Зимняя война (СИ) - Шопперт Андрей Готлибович
Шрифт:
Интервал:
Закладка:
– Кто вызывал? Чуйков? – Иван Яковлевич умылся сначала холодной водой, а потом, чувствуя, что не проснулся до конца, взял и вылил себе оставшуюся половину ведра на голову.
– Вин, – подал ему полотенце Ищенко.
Брехт прошёл в командную палатку. Палатки сбросили с бомбардировщиков на весь их отряд. Самолёты и сейчас довольно часто кружили над местом расправы с бронепоездом. Прилетали в такую даль, делали несколько кругов и назад. Время от времени Скоробогатов выходил на связь и сообщал что вражеской силы ни в каком виде, ни в пешем, ни в танково – автомобильном поблизости не наблюдается. Железную же дорогу разбомбили на несколько десятков километров, и пробраться быстро никто не сможет. Хотя вон поляки какие упёртые оказались, за несколько дней мост взорванный восстановили и бронепоезд пригнали. Но теперь уже это не просто сделать. Правительство из страны в Румынию сбежало вместе с главнокомандующим (храбрые польские парни) и отдавать приказы больше некому.
– Соединяй с командующим, – Иван Яковлевич принял от Коровина жестяную кружку с горячим чаем и, обжёгшись всё равно, сделал малюсенький глоток. Вот всем хороша война, только нет кофе в фарфоровых кружках. А ну, да, много ещё чего нет. Грязь вот есть и неистребимый запах поджаренных живьём поляков. Блин, всё желание пить чай и то отпало.
– На связи.
– Здравия желаю, Василий Иванович. Что-то случилось? Когда смена будет?
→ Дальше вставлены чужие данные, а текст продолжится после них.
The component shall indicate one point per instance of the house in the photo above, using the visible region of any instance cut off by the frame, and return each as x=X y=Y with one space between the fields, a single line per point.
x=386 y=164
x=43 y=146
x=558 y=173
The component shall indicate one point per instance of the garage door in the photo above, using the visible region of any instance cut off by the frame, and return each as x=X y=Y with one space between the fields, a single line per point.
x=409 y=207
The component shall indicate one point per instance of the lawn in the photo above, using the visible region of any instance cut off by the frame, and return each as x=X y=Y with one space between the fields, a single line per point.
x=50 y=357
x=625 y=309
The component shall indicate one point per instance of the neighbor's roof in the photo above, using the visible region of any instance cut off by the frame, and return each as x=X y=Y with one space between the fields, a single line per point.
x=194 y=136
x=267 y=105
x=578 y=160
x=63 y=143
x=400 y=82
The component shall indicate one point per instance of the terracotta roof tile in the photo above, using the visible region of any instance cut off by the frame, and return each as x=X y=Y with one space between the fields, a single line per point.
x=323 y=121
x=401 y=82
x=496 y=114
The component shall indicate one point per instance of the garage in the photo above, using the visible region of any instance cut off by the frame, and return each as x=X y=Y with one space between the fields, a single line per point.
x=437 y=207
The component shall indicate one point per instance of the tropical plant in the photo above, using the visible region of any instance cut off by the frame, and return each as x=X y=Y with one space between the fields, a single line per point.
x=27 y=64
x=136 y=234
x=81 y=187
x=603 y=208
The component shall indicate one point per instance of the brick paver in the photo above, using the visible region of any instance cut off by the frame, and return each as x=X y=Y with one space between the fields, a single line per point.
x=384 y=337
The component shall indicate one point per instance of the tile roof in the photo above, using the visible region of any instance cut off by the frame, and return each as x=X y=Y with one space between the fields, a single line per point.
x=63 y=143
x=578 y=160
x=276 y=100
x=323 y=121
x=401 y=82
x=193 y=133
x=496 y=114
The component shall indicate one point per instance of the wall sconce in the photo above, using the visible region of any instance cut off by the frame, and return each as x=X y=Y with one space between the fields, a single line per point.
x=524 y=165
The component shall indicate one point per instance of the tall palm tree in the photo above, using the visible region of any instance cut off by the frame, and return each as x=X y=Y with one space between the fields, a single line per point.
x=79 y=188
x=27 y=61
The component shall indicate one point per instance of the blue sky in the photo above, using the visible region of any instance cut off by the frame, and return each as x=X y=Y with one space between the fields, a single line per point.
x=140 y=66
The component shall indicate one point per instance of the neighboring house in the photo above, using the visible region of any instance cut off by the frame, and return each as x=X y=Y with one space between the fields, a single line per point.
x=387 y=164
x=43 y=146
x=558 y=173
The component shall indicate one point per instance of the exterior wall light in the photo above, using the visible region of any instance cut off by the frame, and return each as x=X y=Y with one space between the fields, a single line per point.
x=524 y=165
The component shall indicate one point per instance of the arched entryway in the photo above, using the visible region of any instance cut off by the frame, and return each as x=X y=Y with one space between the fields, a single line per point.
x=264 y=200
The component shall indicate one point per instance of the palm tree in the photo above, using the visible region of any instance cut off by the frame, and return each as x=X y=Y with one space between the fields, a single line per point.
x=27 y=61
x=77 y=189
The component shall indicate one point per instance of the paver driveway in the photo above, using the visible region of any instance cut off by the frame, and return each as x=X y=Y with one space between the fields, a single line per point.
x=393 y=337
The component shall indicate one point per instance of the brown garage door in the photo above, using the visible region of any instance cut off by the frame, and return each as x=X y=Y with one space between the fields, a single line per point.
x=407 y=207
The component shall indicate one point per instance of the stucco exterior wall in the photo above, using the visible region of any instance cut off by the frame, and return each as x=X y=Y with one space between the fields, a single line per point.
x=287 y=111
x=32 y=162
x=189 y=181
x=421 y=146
– Привет, комдив. Будет тебе смена, из Москвы звонили, вылетели в Ковель большие начальники, скоро у тебя будут. – Хреновенько слышно. Ну, так где тот Слуцк.
– Новости из Бреста от моих есть? – чёрт бы с ними с начальниками. Что с дивизией?!
– Есть, не переживай. Поляки после того, как Бабаджанян зачитал им письмо временного правительства Польши в Москве, разделились. Часть решила уходить в Литву, часть в Румынию, а часть просто сдалась и стала записываться в Войско Польское. Таких больше половины. Единственно не сдались пока засевшие в Брестской крепости. Требуют показать им это правительство.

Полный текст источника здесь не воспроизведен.